Schon während der Organisation des Laufes war klar, dass das Geld an „Ärzte ohne Grenzen“ und somit die Menschen im Tschad in Afrika gehen solle.

Die Übergabe des Spendenschecks fand nun in der vollen Aula der Waldschule statt. Mehrere zweite, dritte und vierte Klassen versammelten sich, um Dr. Amala Neelsen zu begrüßen und ihr die Spende zu überreichen.
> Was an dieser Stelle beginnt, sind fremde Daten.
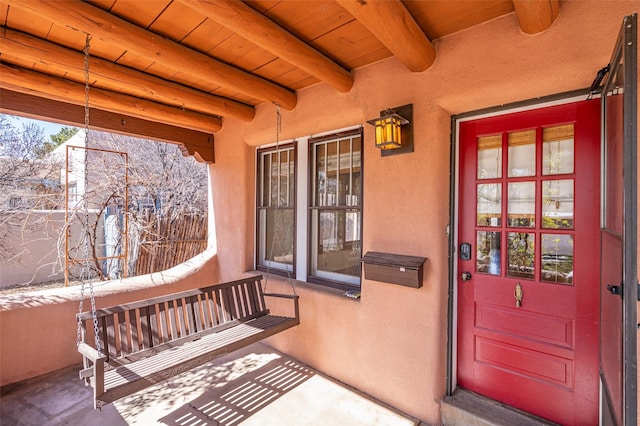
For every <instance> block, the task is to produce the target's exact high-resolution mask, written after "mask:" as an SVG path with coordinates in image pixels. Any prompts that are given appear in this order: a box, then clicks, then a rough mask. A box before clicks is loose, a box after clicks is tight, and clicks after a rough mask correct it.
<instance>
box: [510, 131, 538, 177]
mask: <svg viewBox="0 0 640 426" xmlns="http://www.w3.org/2000/svg"><path fill="white" fill-rule="evenodd" d="M535 174H536V131H535V130H525V131H522V132H514V133H509V177H516V176H535Z"/></svg>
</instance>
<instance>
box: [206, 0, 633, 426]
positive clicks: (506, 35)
mask: <svg viewBox="0 0 640 426" xmlns="http://www.w3.org/2000/svg"><path fill="white" fill-rule="evenodd" d="M638 8H639V7H638V3H637V2H631V1H628V2H624V1H615V2H601V1H598V2H592V1H580V2H577V1H576V2H573V1H569V2H563V3H562V6H561V11H560V16H559V18H558V20H557V21H556V22H555V23H554V24H553V25H552V27H551V28H550V29H548V30H547V31H546V32H544V33H543V34H538V35H534V36H529V35H524V34H523V33H521V31H520V30H519V27H518V23H517V19H516V17H515V15H514V14H511V15H508V16H505V17H502V18H499V19H496V20H494V21H491V22H487V23H485V24H482V25H479V26H477V27H475V28H472V29H469V30H465V31H462V32H460V33H457V34H454V35H452V36H449V37H446V38H444V39H441V40H438V41H437V42H436V48H437V51H438V58H437V60H436V62H435V64H434V65H433V67H432V68H430V69H429V70H427V71H425V72H422V73H417V74H413V73H411V72H409V71H408V70H406V69H405V68H404V67H403V66H402V65H401V64H400V63H399V62H398V61H396V60H395V59H390V60H387V61H383V62H380V63H378V64H375V65H372V66H369V67H365V68H362V69H358V70H356V71H355V82H356V83H355V85H354V87H353V88H352V89H351V91H350V92H348V93H346V94H341V93H338V92H336V91H334V90H333V89H331V88H329V87H327V86H326V85H323V84H320V85H317V86H314V87H311V88H308V89H305V90H301V91H299V97H298V105H297V106H296V108H295V110H293V111H283V116H282V130H283V134H282V135H281V136H280V139H281V140H286V139H292V138H296V137H302V136H307V135H312V134H314V133H319V132H326V131H330V130H332V129H339V128H343V127H347V126H353V125H357V124H363V125H364V151H365V152H364V195H363V199H364V210H363V217H364V223H363V231H364V237H363V252H367V251H369V250H375V251H385V252H391V253H403V254H410V255H419V256H425V257H428V258H429V260H428V261H427V263H426V265H425V267H426V269H425V271H426V273H425V277H424V286H423V287H422V288H420V289H411V288H403V287H400V286H394V285H390V284H385V283H380V282H374V281H367V280H364V281H363V284H362V299H361V300H360V301H359V302H354V301H353V300H349V299H346V298H343V297H342V296H340V295H339V293H336V292H332V291H328V290H326V289H320V288H318V287H316V286H313V285H307V284H304V285H302V284H300V285H298V288H297V291H298V294H300V296H301V302H300V303H301V316H302V319H301V325H300V326H299V327H297V328H296V329H295V330H292V331H288V332H286V333H284V334H282V335H280V336H277V337H275V338H273V339H271V342H272V344H274V345H275V346H276V347H277V348H279V349H281V350H283V351H285V352H287V353H289V354H291V355H293V356H294V357H296V358H298V359H299V360H301V361H302V362H306V363H308V364H309V365H311V366H313V367H315V368H318V369H319V370H321V371H323V372H325V373H327V374H329V375H331V376H333V377H335V378H337V379H339V380H342V381H344V382H346V383H348V384H350V385H352V386H354V387H356V388H358V389H360V390H362V391H364V392H366V393H369V394H371V395H373V396H375V397H377V398H379V399H381V400H383V401H385V402H387V403H389V404H391V405H392V406H395V407H397V408H399V409H401V410H404V411H406V412H407V413H409V414H412V415H414V416H416V417H419V418H421V419H423V420H425V421H427V422H430V423H434V424H435V423H439V421H440V412H439V401H440V400H441V397H442V396H443V395H444V392H445V366H446V329H447V309H446V306H447V300H448V299H447V282H448V276H447V274H448V272H447V271H448V268H447V235H446V226H447V222H448V208H449V146H450V145H449V144H450V137H449V134H450V116H451V115H453V114H459V113H463V112H468V111H473V110H477V109H481V108H486V107H491V106H498V105H501V104H506V103H510V102H516V101H522V100H527V99H532V98H536V97H540V96H545V95H551V94H557V93H561V92H566V91H571V90H576V89H581V88H586V87H589V85H590V84H591V82H592V80H593V78H594V76H595V74H596V72H597V71H598V70H599V69H600V68H602V67H603V66H605V65H606V64H607V63H608V61H609V58H610V54H611V51H612V49H613V46H614V43H615V40H616V36H617V34H618V30H619V28H620V25H621V22H622V18H623V16H624V15H627V14H630V13H632V12H634V11H636V9H638ZM409 103H412V104H413V106H414V139H415V152H414V153H412V154H406V155H400V156H394V157H386V158H381V157H380V153H379V151H377V150H376V149H375V148H374V147H373V142H372V139H373V135H372V127H371V126H369V125H366V124H364V123H365V121H366V120H367V119H371V118H373V117H376V116H378V113H379V111H380V110H383V109H385V108H387V107H395V106H400V105H404V104H409ZM274 125H275V112H274V107H273V106H272V105H261V106H259V107H258V108H257V115H256V118H255V120H254V121H253V122H251V123H248V124H247V123H240V122H236V121H234V120H225V123H224V127H223V130H222V131H221V132H219V134H217V137H216V164H215V165H213V166H211V174H212V182H213V185H214V201H215V204H216V207H217V210H216V219H217V224H216V229H217V235H218V244H219V249H220V252H219V256H220V264H221V265H222V266H221V275H222V276H223V277H225V278H226V277H229V278H231V277H233V276H234V274H237V273H239V272H242V271H245V270H247V269H249V268H251V267H252V264H253V250H254V244H253V238H254V224H255V220H254V202H255V193H254V188H255V175H254V169H255V147H256V146H259V145H262V144H266V143H273V142H275V127H274ZM298 202H303V203H304V202H306V200H299V201H298ZM228 206H233V208H227V207H228ZM273 280H274V281H277V280H276V279H273ZM275 285H276V286H278V285H279V284H278V283H277V282H276V283H275ZM281 285H282V286H283V287H282V291H286V286H287V285H286V282H285V283H282V284H281Z"/></svg>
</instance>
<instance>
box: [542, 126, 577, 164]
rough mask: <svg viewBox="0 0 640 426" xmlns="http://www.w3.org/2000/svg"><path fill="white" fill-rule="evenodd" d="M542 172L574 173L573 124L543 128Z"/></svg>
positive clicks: (542, 149) (542, 131)
mask: <svg viewBox="0 0 640 426" xmlns="http://www.w3.org/2000/svg"><path fill="white" fill-rule="evenodd" d="M542 141H543V144H542V174H543V175H557V174H563V173H573V164H574V160H573V158H574V156H573V124H566V125H563V126H555V127H547V128H545V129H542Z"/></svg>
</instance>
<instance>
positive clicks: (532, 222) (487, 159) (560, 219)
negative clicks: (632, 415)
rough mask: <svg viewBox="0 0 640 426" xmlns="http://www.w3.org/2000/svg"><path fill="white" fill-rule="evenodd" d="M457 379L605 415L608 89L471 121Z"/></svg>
mask: <svg viewBox="0 0 640 426" xmlns="http://www.w3.org/2000/svg"><path fill="white" fill-rule="evenodd" d="M459 200H460V203H459V206H460V207H459V212H460V213H459V230H458V235H459V241H458V249H459V250H458V272H459V274H458V275H459V277H458V342H457V343H458V373H457V374H458V376H457V377H458V385H459V386H461V387H464V388H467V389H469V390H472V391H475V392H478V393H480V394H483V395H486V396H488V397H490V398H492V399H495V400H498V401H501V402H503V403H506V404H508V405H511V406H514V407H517V408H520V409H522V410H524V411H527V412H530V413H533V414H536V415H538V416H541V417H544V418H547V419H549V420H552V421H555V422H558V423H561V424H564V425H572V424H574V425H590V424H598V395H599V387H598V333H599V328H598V321H599V313H598V312H599V277H600V263H599V262H600V260H599V256H600V254H599V240H600V237H599V229H600V228H599V226H600V101H599V100H594V101H585V102H577V103H571V104H566V105H560V106H553V107H547V108H541V109H536V110H531V111H526V112H517V113H512V114H507V115H502V116H498V117H491V118H485V119H479V120H474V121H467V122H463V123H461V124H460V198H459Z"/></svg>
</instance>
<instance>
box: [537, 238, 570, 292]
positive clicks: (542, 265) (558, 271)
mask: <svg viewBox="0 0 640 426" xmlns="http://www.w3.org/2000/svg"><path fill="white" fill-rule="evenodd" d="M542 281H547V282H552V283H561V284H572V283H573V235H566V234H542Z"/></svg>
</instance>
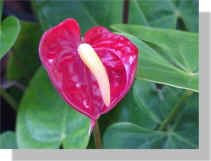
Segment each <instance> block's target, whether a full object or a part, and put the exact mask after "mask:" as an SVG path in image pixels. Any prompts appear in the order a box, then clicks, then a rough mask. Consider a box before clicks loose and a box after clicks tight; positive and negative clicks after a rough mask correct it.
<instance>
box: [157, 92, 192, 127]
mask: <svg viewBox="0 0 211 161" xmlns="http://www.w3.org/2000/svg"><path fill="white" fill-rule="evenodd" d="M192 94H193V91H190V90H185V92H184V95H183V97H182V99H181V100H180V101H179V102H178V103H177V104H176V105H175V106H174V108H173V109H172V111H171V112H170V113H169V115H168V117H167V119H166V120H164V121H163V122H162V124H161V125H160V128H159V130H161V131H163V130H166V127H167V125H168V124H169V123H171V121H172V120H173V119H174V117H175V116H176V114H177V112H178V111H179V110H180V108H181V107H183V106H182V105H183V104H184V103H185V101H186V100H187V98H188V97H190V96H191V95H192Z"/></svg>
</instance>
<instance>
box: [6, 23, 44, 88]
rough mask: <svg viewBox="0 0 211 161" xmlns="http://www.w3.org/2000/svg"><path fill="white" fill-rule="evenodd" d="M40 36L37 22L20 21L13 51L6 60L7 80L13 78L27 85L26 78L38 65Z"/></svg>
mask: <svg viewBox="0 0 211 161" xmlns="http://www.w3.org/2000/svg"><path fill="white" fill-rule="evenodd" d="M29 33H30V34H29ZM40 36H41V30H40V26H39V25H38V24H36V23H31V22H25V21H21V31H20V34H19V37H18V39H17V41H16V43H15V44H14V47H13V53H12V54H11V55H10V56H9V60H8V61H9V62H8V66H7V79H8V80H10V81H13V80H15V81H17V82H20V83H22V84H24V85H27V83H28V81H29V80H28V79H31V77H32V76H33V74H34V72H35V71H36V69H37V68H38V67H39V66H40V60H39V56H38V54H37V53H38V51H37V49H38V45H39V40H40ZM32 38H33V39H32ZM32 62H33V63H32Z"/></svg>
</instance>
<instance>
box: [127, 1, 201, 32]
mask: <svg viewBox="0 0 211 161" xmlns="http://www.w3.org/2000/svg"><path fill="white" fill-rule="evenodd" d="M198 8H199V4H198V0H150V1H149V0H131V1H130V12H129V23H130V24H139V25H145V26H152V27H160V28H173V29H176V28H177V27H178V26H177V25H178V21H179V19H181V20H182V21H183V22H184V25H185V29H187V30H188V31H191V32H198V12H199V10H198ZM193 17H194V18H193Z"/></svg>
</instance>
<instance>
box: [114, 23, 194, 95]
mask: <svg viewBox="0 0 211 161" xmlns="http://www.w3.org/2000/svg"><path fill="white" fill-rule="evenodd" d="M112 28H113V29H114V30H116V31H118V32H122V33H123V35H125V36H127V37H128V38H129V39H130V40H131V41H132V42H134V43H135V44H136V45H137V47H138V48H139V65H138V70H137V75H136V78H137V79H145V80H149V81H153V82H156V83H162V84H166V85H171V86H175V87H179V88H185V89H190V90H193V91H198V34H195V33H188V32H181V31H176V30H167V29H157V28H150V27H144V26H138V25H113V26H112ZM143 41H144V42H143Z"/></svg>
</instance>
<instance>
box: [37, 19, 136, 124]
mask: <svg viewBox="0 0 211 161" xmlns="http://www.w3.org/2000/svg"><path fill="white" fill-rule="evenodd" d="M84 42H85V43H87V44H89V45H91V46H92V48H94V50H95V52H96V53H97V54H98V56H99V57H100V59H101V61H102V63H103V65H104V67H105V69H106V72H107V74H108V77H109V83H110V87H111V89H110V98H111V103H110V105H109V106H108V107H107V106H105V104H104V102H103V100H102V96H101V93H100V90H99V86H98V83H97V81H96V79H95V77H94V76H93V74H92V73H91V72H90V70H89V69H88V68H87V66H86V65H85V64H84V63H83V61H82V60H81V59H80V57H79V54H78V52H77V49H78V46H79V45H80V44H81V43H84ZM39 53H40V58H41V61H42V63H43V65H44V67H45V68H46V70H47V72H48V75H49V77H50V79H51V81H52V83H53V85H54V87H55V88H56V89H57V90H58V91H59V93H60V95H61V96H62V97H63V98H64V100H65V101H66V102H67V103H68V104H69V105H71V106H72V107H73V108H75V109H76V110H77V111H79V112H81V113H83V114H85V115H86V116H88V117H90V118H91V119H92V120H96V119H98V118H99V116H100V115H102V114H104V113H106V112H108V111H109V110H111V109H112V108H113V107H114V106H115V105H116V104H117V103H118V102H119V101H120V100H121V99H122V98H123V97H124V96H125V94H126V93H127V91H128V90H129V88H130V86H131V85H132V82H133V80H134V77H135V72H136V67H137V57H138V49H137V48H136V46H135V45H133V44H132V43H131V42H130V41H129V40H128V39H127V38H125V37H124V36H121V35H118V34H113V33H111V32H110V31H108V30H107V29H106V28H104V27H94V28H92V29H90V30H89V31H88V32H87V33H86V34H85V37H84V40H83V41H82V40H81V39H80V28H79V25H78V23H77V22H76V21H75V20H74V19H66V20H65V21H63V22H62V23H60V24H58V25H57V26H55V27H53V28H51V29H49V30H48V31H46V32H45V33H44V34H43V36H42V39H41V41H40V47H39ZM52 101H53V100H52Z"/></svg>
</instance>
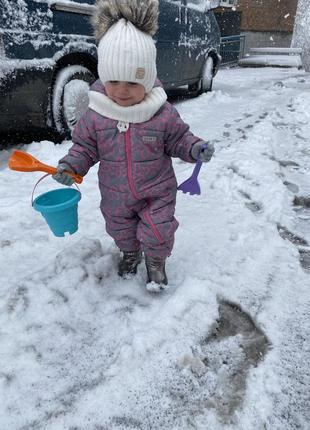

Während des Vortrags über „Ärzte ohne Grenzen“ waren die Grundschüler vor allem konzentriert und hingen an den Lippen der Ärztin, die in Marburg als Hausärztin praktiziert.Viele Fragen wurden vonseiten der Schüler gestellt. So etwa, ob „Ärzte ohne Grenzen“ Menschen aus alten und kaputten Booten retten würden.

Maßband am Arm zeigt,ob Kind mangelernährt ist

„Ja, das haben wir bereits vor der aktuellen Flüchtlingswelle gemacht“, beantwortete die Ärztin die Frage des Mädchens.

Spezielle Nahrung für unterernährte Kinder aus Ländern Afrikas reichte Neelsen durch die doch recht hohe Anzahl von Schülern. Jeder probierte von der Nahrung.

„Das sogenannte Plumby Nut geben wir Kindern, die stark unterernährt sind. Ob eins der Kinder an Mangelernährung leidet, finden wir mithilfe eines speziellen Maßbandes heraus“, erklärte die Ärztin. Dieses Maßband ist in drei farbige Teile unterteilt. Grün zeigt an, dass alles in Ordnung ist. Gelb steht für ein fast in Ordnung und bei Rot muss etwas unternommen werden. Das Maßband wird um den Arm des Kindes gelegt.

Dank der Summe, die beim Sponsorenlauf zusammenkam, wird Ärzte ohne Grenzen mehrere hundert Kinder entsprechend mit Impfungen und Nahrung versorgen können. „Eine Impfdosis kostet 25 Cent, was dank eurer Spende sehr viele Impfungen bedeutet“, sagte Neelsen mit einem Lächeln.

Gemeint ist die Masernimpfung. Denn eine Masernimpfung zählt nicht zu den üblichen Impfungen in Ländern wie Afrika. Bei der Frage, wer von den Schülern gegen Masern geimpft wurde, meldeten sich alle Kinder.

Insgesamt gibt es zirka 3000 internationale Hilfskräfte, die nicht nur aus Ärzten bestehen, und zirka 25000 einheimische Mitarbeiter, welche die internationalen Kräfte unterstützen.